En pratique, un tableur comme Excel propose la fonction TRI (ou IRR en anglais), qui prend en entrée une série de flux nets classés chronologiquement. La fonction TRI.PAIEMENTS permet d’affiner le calcul lorsque les flux ne sont pas espacés de façon régulière, ce qui est fréquent en immobilier ou en capital-investissement.
Trois éléments conditionnent la pertinence du résultat :
- La complétude des flux : un flux de trésorerie oublié (frais de notaire, travaux de copropriété, fiscalité à la revente) fausse le TRI de manière disproportionnée, surtout en début de période.
- L’hypothèse de réinvestissement : le TRI suppose implicitement que chaque flux positif intermédiaire est réinvesti au même taux.
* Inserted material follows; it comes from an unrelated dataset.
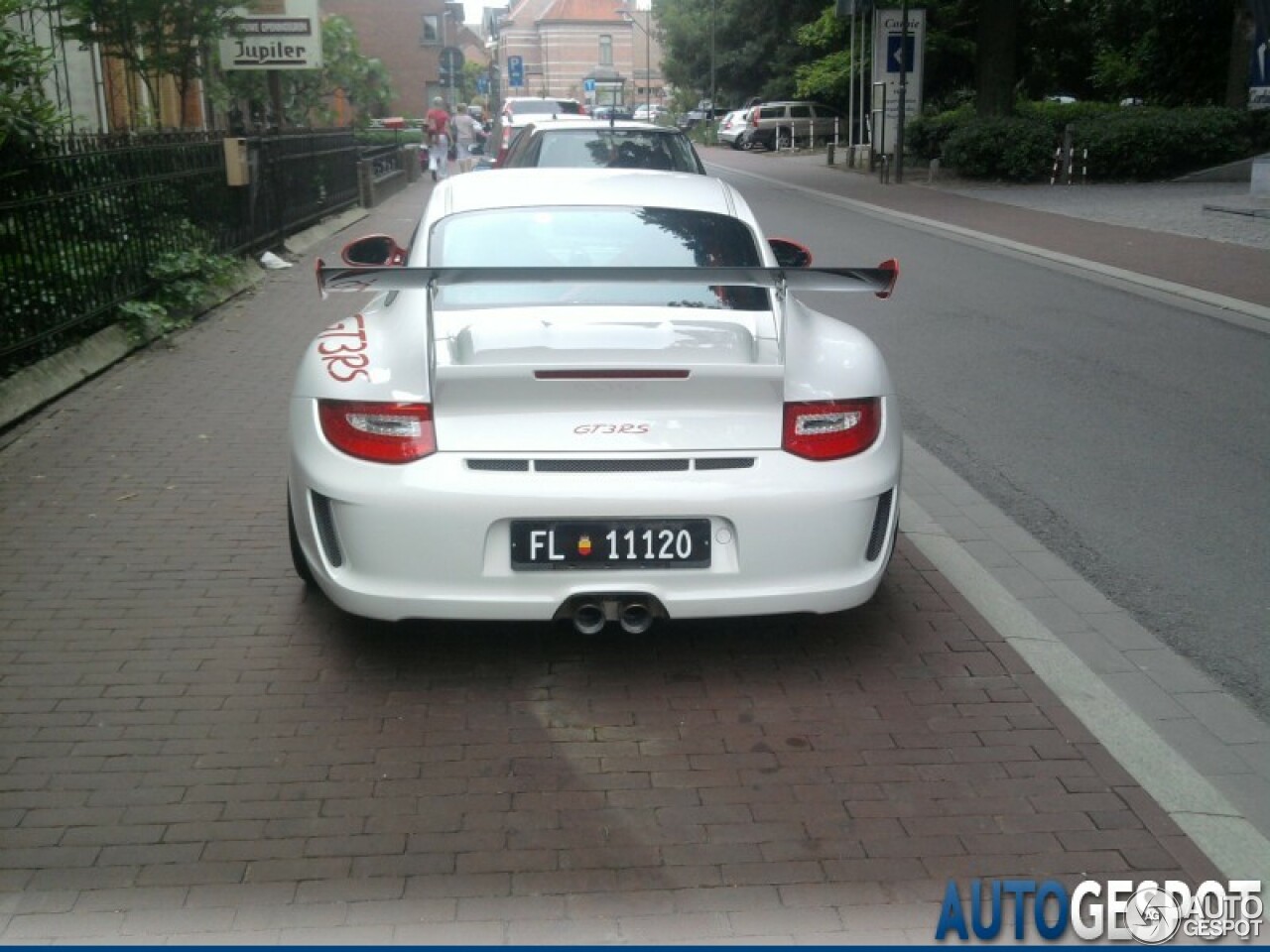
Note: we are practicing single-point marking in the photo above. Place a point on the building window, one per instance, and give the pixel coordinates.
(431, 35)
Cette hypothèse est rarement réaliste pour un particulier qui place ses loyers sur un livret.
- La durée de détention : un TRI élevé sur deux ans n’a pas la même signification qu’un TRI modéré sur quinze ans. La comparaison entre projets exige des horizons comparables.
TRI et VAN : deux critères complémentaires pour un projet d’investissement
Le TRI indique un rendement relatif. La valeur actuelle nette (VAN) indique un montant absolu : combien de valeur un projet crée (ou détruit) en euros constants. Les deux métriques utilisent les mêmes flux de trésorerie, mais répondent à des questions différentes.
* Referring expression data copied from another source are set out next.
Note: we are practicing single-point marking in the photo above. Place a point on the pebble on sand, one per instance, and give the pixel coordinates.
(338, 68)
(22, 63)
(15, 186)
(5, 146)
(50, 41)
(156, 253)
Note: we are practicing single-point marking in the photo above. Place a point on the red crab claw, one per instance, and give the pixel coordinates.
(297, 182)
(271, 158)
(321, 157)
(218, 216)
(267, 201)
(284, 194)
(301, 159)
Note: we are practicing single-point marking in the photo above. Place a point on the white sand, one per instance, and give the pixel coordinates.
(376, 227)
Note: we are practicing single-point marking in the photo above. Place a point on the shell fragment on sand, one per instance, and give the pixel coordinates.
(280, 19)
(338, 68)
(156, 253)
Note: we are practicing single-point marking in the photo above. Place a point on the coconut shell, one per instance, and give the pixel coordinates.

Un projet peut afficher un TRI attractif tout en générant une VAN faible si le capital engagé est modeste. À l’inverse, un projet lourd en capital avec un TRI légèrement inférieur au coût du capital produit une VAN négative, signal clair qu’il détruit de la valeur.
Le coût moyen pondéré du capital (CMPC, ou WACC) sert de seuil de référence : un TRI supérieur au coût du capital signale un projet créateur de valeur. En dessous, le projet ne rémunère pas suffisamment le risque pris. Pour un investisseur particulier sans dette structurée, le taux de référence peut être le rendement d’un placement sans risque majoré d’une prime liée à l’illiquidité ou au risque locatif.
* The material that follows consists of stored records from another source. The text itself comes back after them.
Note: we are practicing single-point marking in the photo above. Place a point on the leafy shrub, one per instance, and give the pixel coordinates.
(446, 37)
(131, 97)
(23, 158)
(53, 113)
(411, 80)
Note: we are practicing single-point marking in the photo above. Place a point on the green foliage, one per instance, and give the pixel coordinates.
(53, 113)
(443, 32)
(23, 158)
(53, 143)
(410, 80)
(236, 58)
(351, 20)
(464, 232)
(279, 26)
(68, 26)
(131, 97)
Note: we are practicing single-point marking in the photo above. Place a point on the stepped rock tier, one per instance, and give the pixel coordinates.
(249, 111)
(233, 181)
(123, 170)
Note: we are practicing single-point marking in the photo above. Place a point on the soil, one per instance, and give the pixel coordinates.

TRI immobilier et SCPI : critères de lecture spécifiques
En immobilier direct, le TRI intègre le prix d’acquisition (frais inclus), les loyers nets de charges et de fiscalité, les éventuels travaux, et le prix de revente net. La difficulté réside dans l’estimation du prix de sortie, qui dépend du marché au moment de la cession.
Pour les SCPI (sociétés civiles de placement immobilier), le calcul est simplifié : les sociétés de gestion publient un TRI sur des périodes standardisées. Ce TRI tient compte du prix de souscription, des dividendes distribués et de la valeur de retrait ou de revente des parts.
La comparaison entre SCPI à partir du TRI publié reste pertinente à condition de vérifier que les périodes de référence sont identiques. Un TRI affiché sur cinq ans et un TRI sur dix ans ne mesurent pas la même chose. La période courte est plus sensible aux variations de prix de part, tandis que la période longue lisse ces effets et reflète davantage le rendement locatif récurrent.
Pièges fréquents dans l’interprétation du TRI en SCPI
Un TRI élevé peut masquer une baisse du prix de la part compensée temporairement par un rendement distribué supérieur à la moyenne. Il peut aussi refléter une période passée favorable sans garantie de prolongation. Le TRI passé d’une SCPI ne préjuge pas de son TRI futur.
Comparer le TRI d’une SCPI avec celui d’un investissement immobilier direct exige d’intégrer la fiscalité applicable à chaque enveloppe, les frais de gestion, et la liquidité respective des deux supports. Le TRI seul, sans ces ajustements, conduit à des arbitrages biaisés.
Le taux de rendement interne reste un outil de décision puissant à condition de ne pas le réduire à un chiffre isolé. Croiser le TRI avec la VAN, tester plusieurs scénarios de flux et expliciter les hypothèses de réinvestissement transforme un indicateur trompeur en véritable grille de lecture d’un projet d’investissement.